I have a txt file that includes ['صفحه رقم ا من ٤'] which is the output of EasyOCR. I want to extract "ا", which is after the substring "صفحه رقم". I am using this code:
# Open the text file for reading
with open(r'file.txt', 'r', encoding='utf-8') as f:
text = f.read()
# Extract the digit after the string "صفحه رقم"
page_num_str = 'صفحه رقم'
start_idx = text.find(page_num_str)
if start_idx != -1:
substr = text[start_idx+len(page_num_str):]
page_num = ''.join(filter(str.isdigit, substr.split()[0]))
print("Page number extracted: ",page_num)
Here is the output:
Page number extracted:
As you can see, nothing is extracted! I don’t know why, but I have tried to output the value of
start_idx = text.find(page_num_str)
The output was 2 instead of 0. What is the problem? Here is the text file uploaded.

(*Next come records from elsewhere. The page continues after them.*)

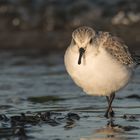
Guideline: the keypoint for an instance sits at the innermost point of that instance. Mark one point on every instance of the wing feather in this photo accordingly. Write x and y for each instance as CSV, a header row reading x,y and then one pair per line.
x,y
116,47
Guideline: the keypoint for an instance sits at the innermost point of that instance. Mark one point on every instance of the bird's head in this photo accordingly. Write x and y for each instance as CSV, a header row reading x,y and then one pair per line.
x,y
82,38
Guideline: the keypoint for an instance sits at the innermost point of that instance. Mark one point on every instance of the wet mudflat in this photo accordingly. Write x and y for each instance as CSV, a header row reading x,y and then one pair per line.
x,y
38,100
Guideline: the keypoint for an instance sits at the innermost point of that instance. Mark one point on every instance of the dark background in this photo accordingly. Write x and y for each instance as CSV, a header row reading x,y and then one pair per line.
x,y
48,24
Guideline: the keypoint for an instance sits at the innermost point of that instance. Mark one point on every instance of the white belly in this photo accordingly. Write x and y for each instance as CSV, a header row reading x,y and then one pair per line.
x,y
97,75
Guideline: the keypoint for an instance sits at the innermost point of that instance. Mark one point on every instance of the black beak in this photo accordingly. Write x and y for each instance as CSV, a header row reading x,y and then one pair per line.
x,y
81,52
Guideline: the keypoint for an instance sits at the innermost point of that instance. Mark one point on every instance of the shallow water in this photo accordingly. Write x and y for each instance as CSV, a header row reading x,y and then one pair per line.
x,y
36,81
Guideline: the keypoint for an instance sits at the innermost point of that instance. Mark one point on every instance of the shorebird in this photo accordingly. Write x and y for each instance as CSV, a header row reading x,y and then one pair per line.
x,y
100,63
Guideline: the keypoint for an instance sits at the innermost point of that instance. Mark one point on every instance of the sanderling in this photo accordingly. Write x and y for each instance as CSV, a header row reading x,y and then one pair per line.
x,y
99,63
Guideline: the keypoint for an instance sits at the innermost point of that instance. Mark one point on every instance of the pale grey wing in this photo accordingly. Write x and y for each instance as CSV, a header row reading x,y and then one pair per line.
x,y
136,59
116,47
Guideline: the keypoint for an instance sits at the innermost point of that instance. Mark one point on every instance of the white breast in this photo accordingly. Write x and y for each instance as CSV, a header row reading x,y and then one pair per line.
x,y
98,74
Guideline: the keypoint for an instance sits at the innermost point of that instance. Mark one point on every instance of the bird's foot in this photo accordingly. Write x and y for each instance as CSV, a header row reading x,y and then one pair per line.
x,y
109,114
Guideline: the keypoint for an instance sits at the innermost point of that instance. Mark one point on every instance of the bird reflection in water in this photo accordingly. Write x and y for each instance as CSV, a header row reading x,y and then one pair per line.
x,y
111,131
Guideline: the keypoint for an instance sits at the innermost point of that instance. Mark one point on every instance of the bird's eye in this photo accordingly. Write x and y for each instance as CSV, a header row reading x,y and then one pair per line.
x,y
90,40
73,41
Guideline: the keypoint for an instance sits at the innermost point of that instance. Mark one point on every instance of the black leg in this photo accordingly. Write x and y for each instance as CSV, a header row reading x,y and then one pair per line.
x,y
109,111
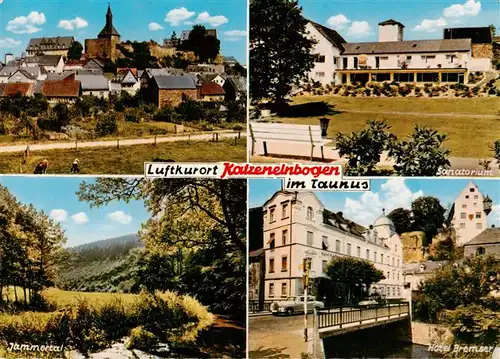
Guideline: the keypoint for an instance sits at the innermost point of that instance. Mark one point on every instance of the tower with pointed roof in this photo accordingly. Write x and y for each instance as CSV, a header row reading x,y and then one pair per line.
x,y
470,213
104,47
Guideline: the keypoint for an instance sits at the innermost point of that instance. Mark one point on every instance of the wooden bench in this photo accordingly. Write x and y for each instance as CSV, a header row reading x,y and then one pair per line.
x,y
285,132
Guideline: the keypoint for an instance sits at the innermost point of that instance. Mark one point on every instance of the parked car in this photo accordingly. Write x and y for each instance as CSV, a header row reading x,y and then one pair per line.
x,y
295,304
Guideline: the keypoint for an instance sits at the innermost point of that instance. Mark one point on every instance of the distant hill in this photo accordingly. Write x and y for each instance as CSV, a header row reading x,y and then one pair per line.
x,y
107,265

Your filter is expecting digits:
page_num = ''.join(filter(str.isdigit, substr.split()[0]))
^^^^^^^
The "ا" appears to be U+0627 ARABIC LETTER ALEF. Unicode classifies this as a letter, not a digit, and I assume str.isdigit is based on the Unicode classifications.
I don't know Arabic. Are letters also used as digits? If so, then you could probably drop the filter altogether.
Perhaps the optical character recognition made a mistake and should have generated "١" U+0661 ARABIC-INDIC DIGIT ONE instead. They look very similar, so it wouldn't be surprising.